Un dato infatti che è passato in secondo piano di fronte all’avanzata del fronte ecologista e alla sorprendente vittoria di Marina Carobbio è quello dell’astensione: si parla di 49,8% di partecipazione in Ticino al primo turno, 47% al secondo e addirittura questo dato scende al 45,1% sul piano nazionale al primo turno, il terzo peggior dato di sempre. Questi dati sono poi ulteriormente incresciosi se consideriamo che negli ultimi anni è stato inserito il voto per corrispondenza che avrebbe dovuto facilitare enormemente almeno il gesto di recarsi alle urne. Tralasciando il debole argomento di chi incolpa una società di «scansafatiche», bisogna piuttosto ricordare che in Svizzera siamo di fronte ad un funzionamento fallace della democrazia, poiché un’importante fetta di persone nate e cresciute qui e spesso residenti nel nostro territorio da svariati anni, non può andare a votare poiché considerati ancora «stranieri». Queste persone inoltre appartengono per la maggior parte alla classe lavoratrice e sono quindi coloro che più subiscono le politiche portate avanti dalla maggioranza borghese presente nei nostri parlamenti. Ovviamente votare però non significa unicamente imbustare una scheda ed eventualmente firmare un foglio, ma richiede prima il gesto di fare una decisione, di fare una croce su chi si considera che meglio difende i propri interessi. Ciò quindi presuppone a priori capire quali sono quegli interessi. E in un contesto caratterizzato da potenti lobby parlamentari con più potere decisionale della stragrande maggioranza degli abitanti del paese, capire chi difende cosa (al di là degli slogan) è estremamente difficile.

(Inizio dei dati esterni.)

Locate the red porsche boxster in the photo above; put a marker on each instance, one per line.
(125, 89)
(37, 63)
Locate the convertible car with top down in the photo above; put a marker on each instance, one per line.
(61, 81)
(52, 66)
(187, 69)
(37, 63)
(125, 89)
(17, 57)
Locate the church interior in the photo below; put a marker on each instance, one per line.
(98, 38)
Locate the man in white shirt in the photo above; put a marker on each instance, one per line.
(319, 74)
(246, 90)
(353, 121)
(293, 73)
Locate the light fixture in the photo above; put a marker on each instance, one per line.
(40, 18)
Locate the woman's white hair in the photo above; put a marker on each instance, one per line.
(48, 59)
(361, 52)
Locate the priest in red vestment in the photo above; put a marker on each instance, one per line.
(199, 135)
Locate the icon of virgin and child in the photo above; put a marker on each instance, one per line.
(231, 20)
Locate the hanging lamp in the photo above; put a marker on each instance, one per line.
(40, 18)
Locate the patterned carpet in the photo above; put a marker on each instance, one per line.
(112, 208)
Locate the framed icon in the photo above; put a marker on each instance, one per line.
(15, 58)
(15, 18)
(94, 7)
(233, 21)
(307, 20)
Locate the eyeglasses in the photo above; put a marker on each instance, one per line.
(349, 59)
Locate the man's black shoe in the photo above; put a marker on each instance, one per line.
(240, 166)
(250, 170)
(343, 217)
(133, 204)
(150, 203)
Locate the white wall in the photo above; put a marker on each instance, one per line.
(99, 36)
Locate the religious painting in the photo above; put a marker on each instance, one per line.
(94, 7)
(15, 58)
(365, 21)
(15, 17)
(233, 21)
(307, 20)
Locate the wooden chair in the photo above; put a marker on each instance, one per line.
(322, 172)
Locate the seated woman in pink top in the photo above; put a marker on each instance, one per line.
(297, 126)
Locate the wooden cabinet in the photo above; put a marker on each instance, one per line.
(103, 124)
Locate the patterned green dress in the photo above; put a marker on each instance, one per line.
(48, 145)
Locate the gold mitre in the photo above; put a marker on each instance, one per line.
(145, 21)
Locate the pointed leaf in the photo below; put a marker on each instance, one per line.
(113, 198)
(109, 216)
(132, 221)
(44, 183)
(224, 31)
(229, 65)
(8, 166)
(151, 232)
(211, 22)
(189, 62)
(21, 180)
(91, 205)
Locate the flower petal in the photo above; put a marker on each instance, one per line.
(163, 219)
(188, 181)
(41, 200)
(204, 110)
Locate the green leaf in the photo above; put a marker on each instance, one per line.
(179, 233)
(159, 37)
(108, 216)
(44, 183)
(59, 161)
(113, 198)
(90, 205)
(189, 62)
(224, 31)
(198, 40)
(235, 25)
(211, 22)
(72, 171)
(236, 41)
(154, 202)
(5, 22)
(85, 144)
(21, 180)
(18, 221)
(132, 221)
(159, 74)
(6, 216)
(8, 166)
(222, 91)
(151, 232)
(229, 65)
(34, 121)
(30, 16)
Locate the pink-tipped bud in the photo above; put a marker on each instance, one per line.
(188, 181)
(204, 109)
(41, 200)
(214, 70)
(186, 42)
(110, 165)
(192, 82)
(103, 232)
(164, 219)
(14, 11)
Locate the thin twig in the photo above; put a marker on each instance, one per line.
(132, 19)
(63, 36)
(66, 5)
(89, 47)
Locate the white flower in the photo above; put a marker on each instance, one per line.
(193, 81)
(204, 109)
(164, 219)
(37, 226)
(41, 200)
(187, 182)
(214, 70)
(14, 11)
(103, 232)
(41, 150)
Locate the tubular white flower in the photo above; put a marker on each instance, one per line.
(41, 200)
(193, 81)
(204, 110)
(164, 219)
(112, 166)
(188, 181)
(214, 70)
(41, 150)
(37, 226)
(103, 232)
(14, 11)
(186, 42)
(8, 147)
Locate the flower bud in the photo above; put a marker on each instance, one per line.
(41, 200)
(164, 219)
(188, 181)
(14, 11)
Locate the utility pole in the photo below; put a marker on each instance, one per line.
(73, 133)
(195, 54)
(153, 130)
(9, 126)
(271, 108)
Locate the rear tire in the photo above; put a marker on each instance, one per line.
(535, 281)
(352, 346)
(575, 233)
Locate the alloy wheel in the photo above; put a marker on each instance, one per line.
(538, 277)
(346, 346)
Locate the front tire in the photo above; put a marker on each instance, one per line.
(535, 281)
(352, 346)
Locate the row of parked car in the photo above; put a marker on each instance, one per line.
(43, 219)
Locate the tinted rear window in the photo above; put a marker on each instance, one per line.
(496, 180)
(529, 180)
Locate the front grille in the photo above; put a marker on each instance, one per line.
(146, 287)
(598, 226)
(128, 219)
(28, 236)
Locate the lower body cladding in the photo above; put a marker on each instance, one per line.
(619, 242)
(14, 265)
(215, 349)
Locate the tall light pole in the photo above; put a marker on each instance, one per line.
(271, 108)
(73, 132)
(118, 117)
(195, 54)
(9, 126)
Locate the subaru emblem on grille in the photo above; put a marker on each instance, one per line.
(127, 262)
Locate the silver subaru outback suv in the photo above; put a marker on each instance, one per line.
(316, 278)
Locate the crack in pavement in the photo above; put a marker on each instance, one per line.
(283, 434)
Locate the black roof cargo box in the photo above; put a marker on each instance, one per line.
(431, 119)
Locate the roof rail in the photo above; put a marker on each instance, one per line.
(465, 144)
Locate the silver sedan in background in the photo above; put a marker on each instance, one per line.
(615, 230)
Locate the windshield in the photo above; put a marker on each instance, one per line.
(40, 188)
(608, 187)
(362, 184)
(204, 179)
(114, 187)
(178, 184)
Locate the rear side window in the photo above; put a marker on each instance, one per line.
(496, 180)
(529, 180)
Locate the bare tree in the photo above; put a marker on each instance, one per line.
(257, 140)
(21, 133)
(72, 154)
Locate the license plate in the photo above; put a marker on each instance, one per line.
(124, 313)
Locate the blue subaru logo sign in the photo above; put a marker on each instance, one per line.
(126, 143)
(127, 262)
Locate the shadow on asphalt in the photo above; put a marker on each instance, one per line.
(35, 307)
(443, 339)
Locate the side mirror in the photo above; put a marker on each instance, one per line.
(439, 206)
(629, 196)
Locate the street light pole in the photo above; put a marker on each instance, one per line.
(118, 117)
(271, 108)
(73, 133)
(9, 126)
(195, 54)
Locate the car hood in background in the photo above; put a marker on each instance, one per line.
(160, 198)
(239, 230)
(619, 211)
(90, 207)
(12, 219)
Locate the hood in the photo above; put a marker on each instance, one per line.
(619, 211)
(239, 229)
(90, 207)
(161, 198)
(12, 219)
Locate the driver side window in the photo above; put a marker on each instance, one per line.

Chi paga però di più questa astensione sono purtroppo i partiti di sinistra, che oggi, attraverso il declino europeo della socialdemocrazia e della sinistra in generale, hanno perso il collegamento con il popolo, concentrandosi unicamente sui giochi di potere nei Parlamenti. Negli ultimi anni però si percepisce, soprattutto nelle più giovani generazioni, un cambiamento di rotta. In Europa i movimenti femministi, così come quelli per il clima, stanno dando ottimi esempi di democrazia partecipativa e di vero attivismo politico. Attraverso dei sistemi di partecipazione non discriminatori, essi mettono le persone che vi aderiscono in condizione di prendere delle vere decisioni collettive su cosa bisogna cambiare nella nostra società. Mancano però ancora oggigiorno degli spunti di democrazia nei posti di lavoro e in seno alle assicurazioni sociali, che rappresentano, insieme al nucleo familiare, forse gli ambienti più importanti della nostra vita e soprattutto quelli in cui la nostra idea di vivere insieme si costruisce.
La grande sfida dunque per i partiti, almeno per quelli che hanno l’intenzione di costruire una comunità legittimamente democratica, sarà quella di ricominciare a fare politica in mezzo alle persone e negli spazi che esse abitano. Militando non per la stampa, ma per chi veramente ha bisogno di avere vicino delle figure credibili che siano dei portavoce del malcontento e della voglia di cambiamento. Solo così si potrà invertire la rotta e ridare speranza a chi oggi dice «tanto non cambia niente» e manifesta così un’indifferenza lampante verso chi le cose invece le vuole cambiare, eccome!